Calcilean, Calciparine, Hepalean, Heparin Leo, Hep-Lock, Hep-Lock U/P
Prophylaxis and treatment of various thromboembolic disorders, including Venous thromboembolism, pulmonary emboli, atrial fibrillation with embolization, acute and chronic consumptive coagulopathies, peripheral arterial thromboembolism. Used in very low doses (10–100 units) to maintain patency of IV catheters (heparin flush).
Potentiates the inhibitory effect of antithrombin on factor Xa and thrombin. In low doses, prevents the conversion of prothrombin to thrombin by its effects on factor Xa. Higher doses neutralize thrombin, preventing the conversion of fibrinogen to fibrin. Therapeutic Effects: Prevention of thrombus formation. Prevention of extension of existing thrombi (full dose).
Adverse Reactions/Side Effects
GI: drug-induced hepatitis. Derm: alopecia (long-term use), rashes, urticaria. Hemat: BLEEDING, anemia, thrombocytopenia (can occur up to several weeks after discontinuation of therapy). Local: pain at injection site. MS: osteoporosis (long-term use). Misc: fever, hypersensitivity.
PHYSICAL THERAPY IMPLICATIONS
Examination and Evaluation
Monitor symptoms of deep vein thrombosis (DVT) (pain, swelling, warmth, redness) to determine if drug therapy is effective in preventing or reducing venous thrombosis. Request or administer objective tests (Doppler ultrasound) if symptoms increase.
In patients with DVT, watch for signs of pulmonary embolism, such as shortness of breath, chest pain, cough, and bloody sputum. Notify physician or nursing staff immediately if these signs occur.
Assess for signs of bleeding and hemorrhage, including bleeding gums, nosebleeds, unusual bruising, black/tarry stools, hematuria, and fall in hematocrit or blood pressure. Notify physician or nursing staff immediately if heparin causes excessive anticoagulation.
Monitor signs of allergic reactions and anaphylaxis, including pulmonary symptoms (tightness in the throat and chest, wheezing, cough, dyspnea) or skin reactions (rash, pruritus, urticaria). Notify physician or nursing staff immediately if these reactions occur.

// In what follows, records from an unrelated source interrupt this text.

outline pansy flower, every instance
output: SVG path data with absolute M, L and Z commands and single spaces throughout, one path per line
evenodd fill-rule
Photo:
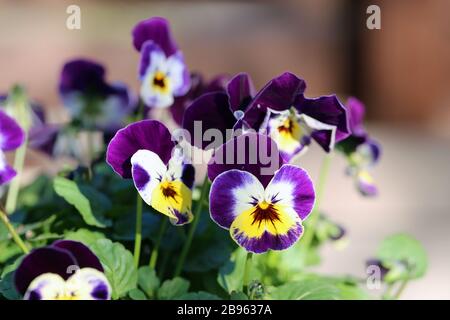
M 108 145 L 106 161 L 121 177 L 133 179 L 149 206 L 174 225 L 183 225 L 193 218 L 195 170 L 177 150 L 161 122 L 143 120 L 116 133 Z
M 123 83 L 107 83 L 105 68 L 86 59 L 64 65 L 59 93 L 73 121 L 87 130 L 115 132 L 137 105 Z
M 183 96 L 175 97 L 175 101 L 169 109 L 175 123 L 180 127 L 183 126 L 183 117 L 186 109 L 201 95 L 210 92 L 225 92 L 228 80 L 228 76 L 220 74 L 205 82 L 199 73 L 191 73 L 191 87 L 189 91 Z
M 254 253 L 292 246 L 301 237 L 302 222 L 315 200 L 312 181 L 303 169 L 278 162 L 278 150 L 264 156 L 262 150 L 274 150 L 273 146 L 276 144 L 265 135 L 243 134 L 218 148 L 208 166 L 213 178 L 211 218 L 228 229 L 238 245 Z M 218 161 L 230 150 L 238 157 L 245 155 L 246 162 Z M 258 158 L 250 164 L 247 161 L 255 151 Z M 271 168 L 276 171 L 261 170 L 266 162 L 263 159 L 275 161 Z
M 133 44 L 141 54 L 141 99 L 148 107 L 167 108 L 190 87 L 183 54 L 170 33 L 166 19 L 154 17 L 133 29 Z
M 4 152 L 19 148 L 25 139 L 25 133 L 17 122 L 0 110 L 0 185 L 16 176 L 16 171 L 6 163 Z
M 374 196 L 378 189 L 369 172 L 380 159 L 381 147 L 370 138 L 363 126 L 365 107 L 361 101 L 350 97 L 346 107 L 349 112 L 352 134 L 338 144 L 338 150 L 347 158 L 347 173 L 355 180 L 356 188 L 364 196 Z
M 225 140 L 231 138 L 229 130 L 241 129 L 242 119 L 247 106 L 254 96 L 254 86 L 249 75 L 240 73 L 227 84 L 225 91 L 203 94 L 186 109 L 183 128 L 189 133 L 189 142 L 201 149 L 215 149 Z M 205 132 L 216 129 L 221 134 L 221 140 L 208 141 L 203 139 Z M 201 135 L 201 139 L 197 135 Z
M 14 274 L 25 300 L 109 300 L 111 286 L 100 260 L 84 244 L 59 240 L 34 249 Z
M 274 139 L 289 161 L 315 140 L 326 152 L 349 133 L 347 112 L 335 95 L 307 98 L 305 82 L 286 72 L 252 100 L 244 121 Z
M 8 103 L 7 95 L 0 95 L 0 107 L 3 107 L 9 115 L 15 113 L 14 106 Z M 31 126 L 28 130 L 28 146 L 34 150 L 52 155 L 58 133 L 60 132 L 60 126 L 48 123 L 46 112 L 39 103 L 31 101 L 30 107 Z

Be alert for acute arterial or venous thrombosis caused by heparin-induced thrombocytopenia (HIT). In certain patients, heparin initiates an immune reaction where antibodies attack circulating platelets. Although most cases of HIT are minor and asymptomatic, some patients may experience life- or limb-threatening platelet clots, resulting in myocardial infarction, ischemic stroke, acute leg ischemia, or venous thromboembolism. HIT can occur during and up to several weeks after heparin therapy. Any signs of increased clotting should be reported immediately.

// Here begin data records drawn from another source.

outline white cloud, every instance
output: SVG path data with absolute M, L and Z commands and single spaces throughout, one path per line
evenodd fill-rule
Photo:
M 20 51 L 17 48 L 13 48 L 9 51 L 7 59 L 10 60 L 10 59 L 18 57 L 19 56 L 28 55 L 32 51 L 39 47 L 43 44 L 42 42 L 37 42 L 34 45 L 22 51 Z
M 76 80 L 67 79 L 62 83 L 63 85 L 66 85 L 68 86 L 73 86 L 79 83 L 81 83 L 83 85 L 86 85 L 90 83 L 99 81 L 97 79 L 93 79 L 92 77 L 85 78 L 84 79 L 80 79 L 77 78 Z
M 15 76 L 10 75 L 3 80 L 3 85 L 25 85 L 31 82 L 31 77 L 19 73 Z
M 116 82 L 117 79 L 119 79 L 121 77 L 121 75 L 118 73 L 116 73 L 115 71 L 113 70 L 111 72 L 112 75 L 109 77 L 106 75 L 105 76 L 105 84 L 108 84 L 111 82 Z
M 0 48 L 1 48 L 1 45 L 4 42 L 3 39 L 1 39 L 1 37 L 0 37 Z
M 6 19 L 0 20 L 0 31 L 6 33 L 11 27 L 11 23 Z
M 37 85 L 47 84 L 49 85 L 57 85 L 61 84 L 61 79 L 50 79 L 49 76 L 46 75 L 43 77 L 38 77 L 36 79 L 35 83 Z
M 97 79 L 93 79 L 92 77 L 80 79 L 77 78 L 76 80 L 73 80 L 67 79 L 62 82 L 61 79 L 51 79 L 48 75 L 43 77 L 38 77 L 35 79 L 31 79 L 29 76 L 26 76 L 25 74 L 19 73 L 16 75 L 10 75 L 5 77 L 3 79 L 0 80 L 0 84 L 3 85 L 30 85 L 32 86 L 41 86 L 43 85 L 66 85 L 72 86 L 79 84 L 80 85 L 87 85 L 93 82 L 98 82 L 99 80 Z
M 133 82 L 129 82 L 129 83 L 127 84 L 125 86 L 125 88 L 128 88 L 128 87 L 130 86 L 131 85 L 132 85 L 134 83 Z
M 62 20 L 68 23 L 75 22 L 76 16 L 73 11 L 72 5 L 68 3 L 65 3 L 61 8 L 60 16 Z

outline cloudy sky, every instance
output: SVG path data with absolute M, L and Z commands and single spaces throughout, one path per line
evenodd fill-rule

Watch for unusual weakness and fatigue that might be due to anemia. Report these signs to the physician or nursing staff.
Monitor and report signs of drug-induced hepatitis, including anorexia, abdominal pain, severe nausea and vomiting, yellow skin or eyes, skin rashes, flulike symptoms, and muscle/joint pain.
Assess injection site for pain, swelling, and irritation. Report prolonged or excessive injection-site reactions to the physician or nursing staff.